Craig Parker: So to answer the first part of your question, Yatin, this does seem to be a liver-specific effect while our SZN-1326 is targeting Frizzled5, which is enriched in the intestinal epithelium in ulcerative colitis patients. It is expressed on hepatocytes. So that would be consistent with an effect that's similar to 043, meaning they're both hitting liver to some extent. And I think, as to your -- the second question, I think, is what -- how do we find the therapeutic index? Is there -- what's the likelihood of finding a therapeutic index. And again, I think we have to be cautious about extrapolating too much from the animal models. As I've emphasized, I think the robust nature of the response in multiple different animal models for both molecules, the consistency of that response across experiments and across different types of injury, I think is very compelling evidence of the pharmacology and the biological rationale, but I wouldn't get too focused on the exact doses that we tested in animals. And I think if this is a Wnt-related effect related to regeneration, in the healthy liver, it may be, and I don't -- we don't have data to support this hypothesis right now, but it may be that the damaged liver, because there is some active regeneration ongoing will really just display the benefits of regeneration and not these bumps in transaminase, but we'll just have to see what the data says in humans. I don't think we have any preclinical data to exactly answer that question.

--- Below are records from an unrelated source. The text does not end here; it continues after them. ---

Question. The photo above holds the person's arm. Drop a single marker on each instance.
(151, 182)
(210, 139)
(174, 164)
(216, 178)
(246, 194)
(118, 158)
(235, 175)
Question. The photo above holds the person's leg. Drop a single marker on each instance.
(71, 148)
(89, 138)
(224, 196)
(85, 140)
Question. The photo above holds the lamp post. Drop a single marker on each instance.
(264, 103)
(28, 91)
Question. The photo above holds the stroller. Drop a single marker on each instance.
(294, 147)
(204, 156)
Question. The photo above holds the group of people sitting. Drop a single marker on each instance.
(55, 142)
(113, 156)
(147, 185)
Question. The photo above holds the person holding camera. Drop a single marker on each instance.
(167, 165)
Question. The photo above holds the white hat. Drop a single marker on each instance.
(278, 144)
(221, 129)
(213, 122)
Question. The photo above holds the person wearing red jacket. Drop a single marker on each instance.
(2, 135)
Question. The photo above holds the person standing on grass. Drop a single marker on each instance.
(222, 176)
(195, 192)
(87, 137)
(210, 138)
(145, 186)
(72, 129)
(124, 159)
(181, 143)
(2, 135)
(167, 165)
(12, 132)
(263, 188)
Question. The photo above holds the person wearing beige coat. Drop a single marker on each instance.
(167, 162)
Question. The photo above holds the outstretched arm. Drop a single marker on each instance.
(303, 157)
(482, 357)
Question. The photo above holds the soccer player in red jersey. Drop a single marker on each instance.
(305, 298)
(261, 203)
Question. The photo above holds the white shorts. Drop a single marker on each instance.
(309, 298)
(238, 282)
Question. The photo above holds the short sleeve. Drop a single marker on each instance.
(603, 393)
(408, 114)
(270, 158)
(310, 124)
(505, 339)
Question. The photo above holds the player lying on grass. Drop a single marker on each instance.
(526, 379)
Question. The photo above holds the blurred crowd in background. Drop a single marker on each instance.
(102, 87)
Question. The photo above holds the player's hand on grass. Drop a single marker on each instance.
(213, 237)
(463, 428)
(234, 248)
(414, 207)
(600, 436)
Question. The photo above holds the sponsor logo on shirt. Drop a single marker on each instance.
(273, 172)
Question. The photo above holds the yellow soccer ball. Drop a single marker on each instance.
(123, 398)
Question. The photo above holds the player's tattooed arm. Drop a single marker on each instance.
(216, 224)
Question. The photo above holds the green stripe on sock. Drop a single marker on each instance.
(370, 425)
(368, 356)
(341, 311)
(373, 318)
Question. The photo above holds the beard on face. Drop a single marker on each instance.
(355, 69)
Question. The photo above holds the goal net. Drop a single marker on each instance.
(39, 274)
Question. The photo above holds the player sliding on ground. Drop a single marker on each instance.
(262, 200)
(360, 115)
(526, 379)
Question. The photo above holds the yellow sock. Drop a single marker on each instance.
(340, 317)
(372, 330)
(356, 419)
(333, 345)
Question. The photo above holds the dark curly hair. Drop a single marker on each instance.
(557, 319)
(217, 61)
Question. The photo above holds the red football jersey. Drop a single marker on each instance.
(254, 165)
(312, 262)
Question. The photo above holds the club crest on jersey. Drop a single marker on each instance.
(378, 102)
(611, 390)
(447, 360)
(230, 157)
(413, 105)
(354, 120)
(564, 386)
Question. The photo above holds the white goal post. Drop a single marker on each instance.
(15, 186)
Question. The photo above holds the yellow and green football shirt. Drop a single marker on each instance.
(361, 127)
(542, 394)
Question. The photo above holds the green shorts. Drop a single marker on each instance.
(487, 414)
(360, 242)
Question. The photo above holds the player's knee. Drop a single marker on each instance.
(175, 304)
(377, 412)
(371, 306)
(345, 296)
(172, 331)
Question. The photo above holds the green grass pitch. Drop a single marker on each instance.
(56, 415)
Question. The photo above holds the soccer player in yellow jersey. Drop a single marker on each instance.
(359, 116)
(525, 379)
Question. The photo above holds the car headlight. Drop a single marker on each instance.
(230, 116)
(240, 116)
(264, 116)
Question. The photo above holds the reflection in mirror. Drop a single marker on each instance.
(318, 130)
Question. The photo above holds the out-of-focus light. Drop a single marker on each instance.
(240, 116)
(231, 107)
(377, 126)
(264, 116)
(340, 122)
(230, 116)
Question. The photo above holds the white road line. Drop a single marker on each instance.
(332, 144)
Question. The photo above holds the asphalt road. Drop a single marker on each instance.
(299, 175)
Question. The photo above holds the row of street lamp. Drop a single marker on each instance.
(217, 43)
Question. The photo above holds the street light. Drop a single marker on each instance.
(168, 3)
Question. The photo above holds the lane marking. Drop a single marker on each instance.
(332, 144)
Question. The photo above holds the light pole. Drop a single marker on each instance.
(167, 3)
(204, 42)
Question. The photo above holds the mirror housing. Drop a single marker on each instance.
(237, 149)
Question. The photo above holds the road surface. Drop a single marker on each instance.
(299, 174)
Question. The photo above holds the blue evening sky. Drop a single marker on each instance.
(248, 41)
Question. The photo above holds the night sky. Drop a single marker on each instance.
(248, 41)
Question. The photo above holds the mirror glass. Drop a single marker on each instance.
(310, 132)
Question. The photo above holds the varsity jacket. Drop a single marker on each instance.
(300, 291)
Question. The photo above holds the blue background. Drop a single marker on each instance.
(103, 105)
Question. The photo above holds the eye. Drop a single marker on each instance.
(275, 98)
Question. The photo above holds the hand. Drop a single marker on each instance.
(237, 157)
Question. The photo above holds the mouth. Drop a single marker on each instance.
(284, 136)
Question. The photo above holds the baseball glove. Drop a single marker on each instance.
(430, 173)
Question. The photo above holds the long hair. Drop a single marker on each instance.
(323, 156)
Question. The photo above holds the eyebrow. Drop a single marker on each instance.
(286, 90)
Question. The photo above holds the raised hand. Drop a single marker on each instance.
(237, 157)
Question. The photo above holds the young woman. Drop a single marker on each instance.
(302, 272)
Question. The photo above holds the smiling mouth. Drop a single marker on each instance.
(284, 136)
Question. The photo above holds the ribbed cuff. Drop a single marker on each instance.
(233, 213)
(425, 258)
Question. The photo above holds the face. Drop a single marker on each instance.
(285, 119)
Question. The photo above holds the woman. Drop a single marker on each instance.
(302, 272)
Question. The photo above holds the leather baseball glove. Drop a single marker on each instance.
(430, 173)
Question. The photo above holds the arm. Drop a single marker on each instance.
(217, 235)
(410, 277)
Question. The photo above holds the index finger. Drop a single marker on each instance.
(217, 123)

Operator: Thank you. And this concludes the Q&A session. I'd now like to turn the call back over to Craig Parker for any closing remarks.
Craig Parker: All right. Well, thanks, Josh, and thanks, Surrozen team for joining me, and thank you all for joining the call and for your interest. I apologize that we had a little bit of a phone game for me to be able to hear questions. But thank you again for your participation and look forward to hearing from you in the future.
Operator: Thank you. This concludes today's conference call. Thank you for participating. You may now disconnect.